15.9.23
One of my favourite horror films from the last decade, Speak No Evil is an incredibly dark and chilling satire. With a simple yet contemporary premise, it just gets nastier and nastier with every moment as it doom descends into misery.
Focusing on two families coming together through a holiday meeting, the film clues us into increasingly menacing turns. The fear comes slowly, and then all at once, thanks to director Christian Tafdrup’s ability to up the tension through silences, still camera shots and actors displaying a smart balance between holding things together and losing their shit completely. Every moment glides from squirmy to downright sinister until the film reaches a distressing yet fearless climax
The power of Speak No Evil stems from the ordinariness of its setup and the smart performances of its talented cast. Morten Burian and Sidsel Siem Koch are highly believable as the central middle-class couple struggling to reconcile their growing discomfort with their newfound ‘friends’ against their ingrained social politeness. Witnessing them trying to rationalise the obvious red flags and ignoring gut feelings makes the skin crawl, whilst being very entertaining. Fedja van Huêt is superbly menacing as the Dutch father, and as his character’s transgressions become bolder, the couple finds themselves socially paralysed, in fear of saying something offensive.

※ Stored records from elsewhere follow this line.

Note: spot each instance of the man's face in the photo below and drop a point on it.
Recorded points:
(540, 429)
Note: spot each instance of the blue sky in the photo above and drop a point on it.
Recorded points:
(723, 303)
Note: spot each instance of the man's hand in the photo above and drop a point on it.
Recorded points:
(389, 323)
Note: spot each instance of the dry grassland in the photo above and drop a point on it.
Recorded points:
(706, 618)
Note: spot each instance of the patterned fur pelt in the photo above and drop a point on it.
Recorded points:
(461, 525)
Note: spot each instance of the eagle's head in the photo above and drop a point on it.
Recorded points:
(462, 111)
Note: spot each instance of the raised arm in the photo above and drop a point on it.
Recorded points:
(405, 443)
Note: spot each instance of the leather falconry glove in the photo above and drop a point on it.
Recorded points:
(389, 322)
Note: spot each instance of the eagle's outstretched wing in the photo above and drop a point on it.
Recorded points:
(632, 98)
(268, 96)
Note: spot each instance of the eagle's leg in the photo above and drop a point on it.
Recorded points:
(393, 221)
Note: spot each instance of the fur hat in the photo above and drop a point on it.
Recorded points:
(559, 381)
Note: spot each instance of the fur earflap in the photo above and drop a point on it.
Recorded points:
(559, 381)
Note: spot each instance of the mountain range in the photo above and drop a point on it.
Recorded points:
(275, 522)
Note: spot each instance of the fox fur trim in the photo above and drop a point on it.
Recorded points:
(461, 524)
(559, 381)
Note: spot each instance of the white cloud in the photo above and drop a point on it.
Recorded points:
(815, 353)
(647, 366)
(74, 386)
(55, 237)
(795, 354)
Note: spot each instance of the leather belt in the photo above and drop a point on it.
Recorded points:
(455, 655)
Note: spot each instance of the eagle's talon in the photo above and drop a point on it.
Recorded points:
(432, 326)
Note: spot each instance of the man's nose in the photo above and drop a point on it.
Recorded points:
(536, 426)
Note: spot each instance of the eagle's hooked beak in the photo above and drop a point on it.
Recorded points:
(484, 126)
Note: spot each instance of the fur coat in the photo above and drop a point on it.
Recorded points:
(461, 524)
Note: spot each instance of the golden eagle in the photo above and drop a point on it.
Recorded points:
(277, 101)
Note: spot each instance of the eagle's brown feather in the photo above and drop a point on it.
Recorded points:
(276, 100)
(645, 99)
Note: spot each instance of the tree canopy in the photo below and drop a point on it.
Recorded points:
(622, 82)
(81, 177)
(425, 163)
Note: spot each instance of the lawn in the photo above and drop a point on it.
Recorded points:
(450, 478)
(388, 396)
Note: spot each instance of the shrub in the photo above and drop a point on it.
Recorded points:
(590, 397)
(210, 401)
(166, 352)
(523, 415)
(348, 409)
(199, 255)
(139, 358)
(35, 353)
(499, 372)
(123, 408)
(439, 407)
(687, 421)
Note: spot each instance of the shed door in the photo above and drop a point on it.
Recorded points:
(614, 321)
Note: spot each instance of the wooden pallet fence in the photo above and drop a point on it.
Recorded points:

Through the cast’s balanced interactions, Speak No Evil reflects the perils of parental politeness and going along with behaviour from others which you aren’t sure is deviant. We watch in horror as social niceties override primal intuition, inching the characters toward unfathomable jeopardy. While grounded in a relatable premise of two families uniting in a moment of happiness, the film morphs steadily into a nightmare that rattles the core. With its cunning commentary on social mores and willingness to plunge into the depths of depravity, Speak No Evil leaves a mark. Bold and ruthless filmmaking.